“Equitable Support for Certain States”

December 30, 2009

Some of the much publicized quid pro quos in the Senate’s health care bill include increased federal support for Medicaid (under the Orwellian title of “Equitable Support for Certain States” in the manager’s amendment). In a recent Fiscal Fact I explained what a great deal it seems for state governments to tax health providers and use that money to draw in matching federal funds for Medicaid, often promising an increase in Medicaid payments to those providing it. The health care bills would make this deal more attractive to a couple of states. It would also leave the rest in need of ways to fund their required expansion in Medicaid.

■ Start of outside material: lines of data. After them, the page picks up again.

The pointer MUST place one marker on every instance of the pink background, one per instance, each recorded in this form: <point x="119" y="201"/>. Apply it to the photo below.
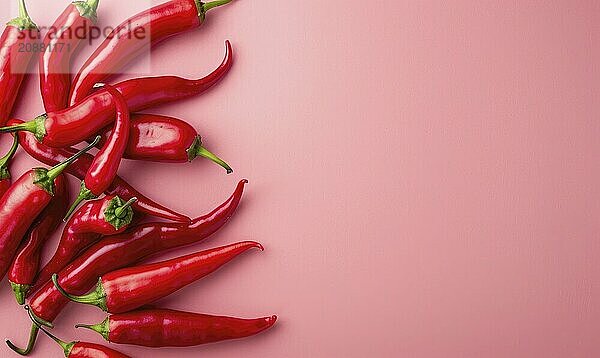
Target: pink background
<point x="424" y="176"/>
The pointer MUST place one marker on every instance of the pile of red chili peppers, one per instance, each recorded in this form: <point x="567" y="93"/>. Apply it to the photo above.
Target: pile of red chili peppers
<point x="100" y="257"/>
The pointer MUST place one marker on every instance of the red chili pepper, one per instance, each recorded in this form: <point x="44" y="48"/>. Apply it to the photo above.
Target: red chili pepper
<point x="133" y="287"/>
<point x="81" y="349"/>
<point x="106" y="163"/>
<point x="126" y="42"/>
<point x="5" y="177"/>
<point x="23" y="203"/>
<point x="157" y="138"/>
<point x="110" y="215"/>
<point x="120" y="251"/>
<point x="15" y="54"/>
<point x="97" y="111"/>
<point x="24" y="268"/>
<point x="60" y="44"/>
<point x="169" y="328"/>
<point x="120" y="187"/>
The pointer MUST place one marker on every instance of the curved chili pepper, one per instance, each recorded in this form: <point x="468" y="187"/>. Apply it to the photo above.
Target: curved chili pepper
<point x="170" y="328"/>
<point x="122" y="45"/>
<point x="155" y="138"/>
<point x="5" y="177"/>
<point x="23" y="203"/>
<point x="82" y="121"/>
<point x="110" y="215"/>
<point x="25" y="265"/>
<point x="106" y="163"/>
<point x="20" y="33"/>
<point x="60" y="44"/>
<point x="120" y="251"/>
<point x="81" y="349"/>
<point x="133" y="287"/>
<point x="51" y="156"/>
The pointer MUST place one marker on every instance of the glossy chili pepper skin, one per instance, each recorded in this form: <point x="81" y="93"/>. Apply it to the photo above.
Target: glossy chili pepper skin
<point x="97" y="111"/>
<point x="81" y="349"/>
<point x="124" y="44"/>
<point x="20" y="33"/>
<point x="156" y="138"/>
<point x="24" y="268"/>
<point x="109" y="215"/>
<point x="130" y="288"/>
<point x="5" y="177"/>
<point x="60" y="43"/>
<point x="169" y="328"/>
<point x="105" y="165"/>
<point x="51" y="156"/>
<point x="19" y="207"/>
<point x="123" y="250"/>
<point x="148" y="92"/>
<point x="22" y="204"/>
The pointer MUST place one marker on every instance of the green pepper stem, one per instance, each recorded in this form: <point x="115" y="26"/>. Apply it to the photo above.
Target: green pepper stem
<point x="67" y="347"/>
<point x="103" y="328"/>
<point x="30" y="344"/>
<point x="11" y="153"/>
<point x="203" y="152"/>
<point x="94" y="298"/>
<point x="121" y="211"/>
<point x="19" y="290"/>
<point x="211" y="5"/>
<point x="56" y="170"/>
<point x="30" y="126"/>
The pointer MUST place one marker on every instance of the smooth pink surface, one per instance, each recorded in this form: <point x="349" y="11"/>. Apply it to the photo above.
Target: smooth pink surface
<point x="423" y="174"/>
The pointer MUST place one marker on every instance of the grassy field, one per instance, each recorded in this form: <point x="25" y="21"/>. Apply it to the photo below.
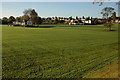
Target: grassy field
<point x="57" y="51"/>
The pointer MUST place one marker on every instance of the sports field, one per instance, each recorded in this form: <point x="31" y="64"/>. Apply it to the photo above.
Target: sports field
<point x="57" y="51"/>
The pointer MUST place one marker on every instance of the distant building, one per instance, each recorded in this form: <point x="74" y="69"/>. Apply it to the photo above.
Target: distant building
<point x="23" y="23"/>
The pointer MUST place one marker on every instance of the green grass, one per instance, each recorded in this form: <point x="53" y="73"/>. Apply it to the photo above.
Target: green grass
<point x="57" y="52"/>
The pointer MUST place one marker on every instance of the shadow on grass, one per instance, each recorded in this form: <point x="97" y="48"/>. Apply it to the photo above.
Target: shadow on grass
<point x="111" y="30"/>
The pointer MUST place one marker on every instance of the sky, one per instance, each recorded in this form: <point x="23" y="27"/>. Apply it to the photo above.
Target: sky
<point x="52" y="9"/>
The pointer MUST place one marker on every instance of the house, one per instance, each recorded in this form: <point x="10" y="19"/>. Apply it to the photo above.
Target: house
<point x="23" y="23"/>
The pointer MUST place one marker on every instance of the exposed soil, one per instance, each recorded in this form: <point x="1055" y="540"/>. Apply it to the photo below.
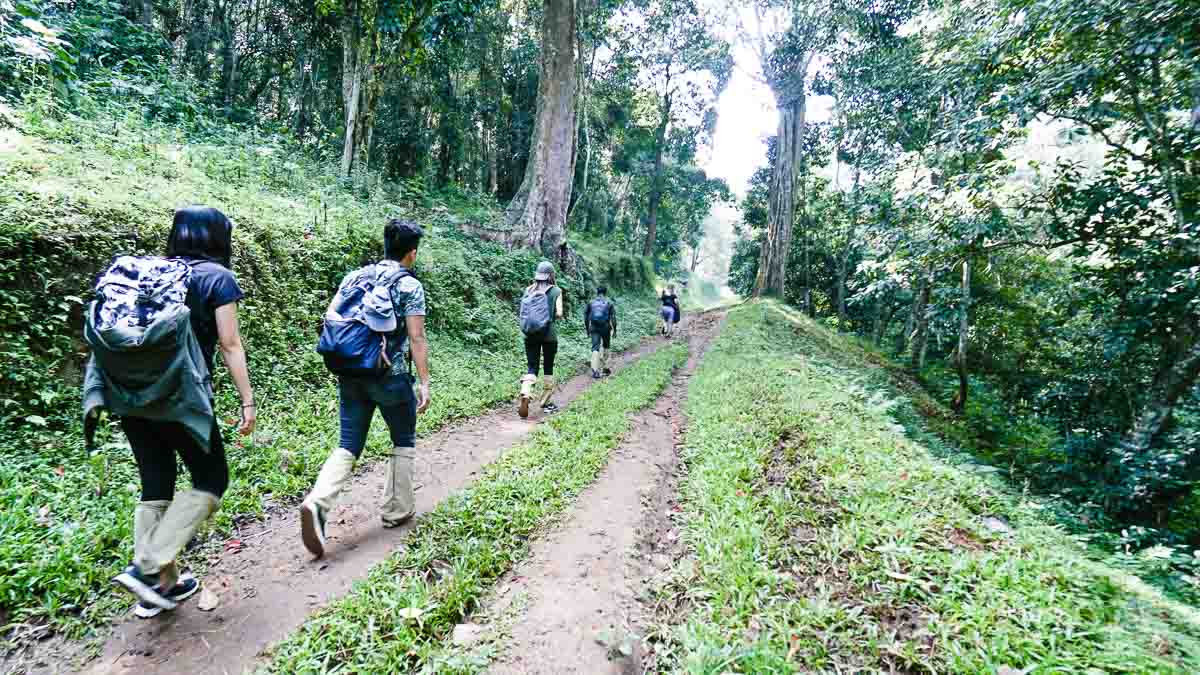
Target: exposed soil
<point x="267" y="583"/>
<point x="574" y="598"/>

The FMAP (federal medical assistance percentage) matching system provides perverse incentives for the (over)supply of Medicaid. One dollar spent at the state level for police gets the state around one dollar of police services. But one dollar spent by a state on Medicaid, with the added federal funding, can get them as much as $5 dollar in Medicaid services. Of course, the other $4 comes from somewhere—namely taken in taxes or borrowed by the federal government. But those costs are dispersed throughout the country. And then some doctors that do not see many Medicaid patients within the state will see a tax but no benefit. But those costs are concentrated on a minority.

What does it mean to oversupply a public service like Medicaid? A dollar spent on Medicaid is a dollar not spent on police or a dollar that remains in one’s pocket. The optimal supply of Medicaid is determined by its price and benefit and opportunity cost relative to other public goods. But one might argue that a state spends less, rather than more, on Medicaid because the government is picking up part of the tab. While the overall level of Medicaid supplied is greater, the state spends less than they would have without federal support. Maybe. But another consideration is: What should the overall supply of Medicaid be according to its benefit? Providing Medicaid might crowd out private alternatives and foster dependency on the state. Of course, this argument means little to someone who wants complete and publicly provided health care. What is certain is that our federal/state Medicaid programs greatly increase the supply of Medicaid spending.

Anyway, there might be tax implications because of these Medicaid deals. The ARRA increased temporarily—though recently extended—the FMAP for states on average more than 8%. During this time several states took advantage of the new rates and taxed health care providers to rake in extra federal funds. Now for some the deal might get even sweeter. Vermont and Massachusetts will get increases in their FMAP’s by 2.2% and .5% respectively. The Vermont increase will last six years and the Massachusetts three. Because those rates are set to decreases in a period of time, it would make sense if Vermont and Massachusetts tried to take advantage of the situation.

Of course in Nebraska Senator Ben Nelson got the federal government to pay for 100 percent of his state’s increase in Medicaid spending. Forever. Good news for Nebraskans. Both Senate and House health care bills expand eligibility for Medicaid. This means states-excluding Nebraska-will need to find ways of expanding their programs. That will likely be through tax increases or spending cuts. That is unless other states wrangle a Nebraska type deal around election time. From Politico:

Sen. Ben Nelson (D-Neb.) said today that three senators have approached him to say they understand why he worked to ensure that the federal government picks up his state’s tab for reform’s Medicaid expansion. And they told him they want in.

Nelson is open to spreading the wealth.

“I’ve had three senators come in and say, ‘Now I understand what you did.’ They weren’t angry about it, but now they understand and said, ‘We’ll be seeking that for our states as well.’ And I said, ‘Absolutely, you should,'” he said.

In more Medicaid news: New York auditors claim the state’s Medicaid program wasted $92 million “to improper payments, billing errors and poor recordkeeping during the last five years.” Certainly New York is not the only one. States looking for money to fund their Medicaid program should look first in their Medicaid program.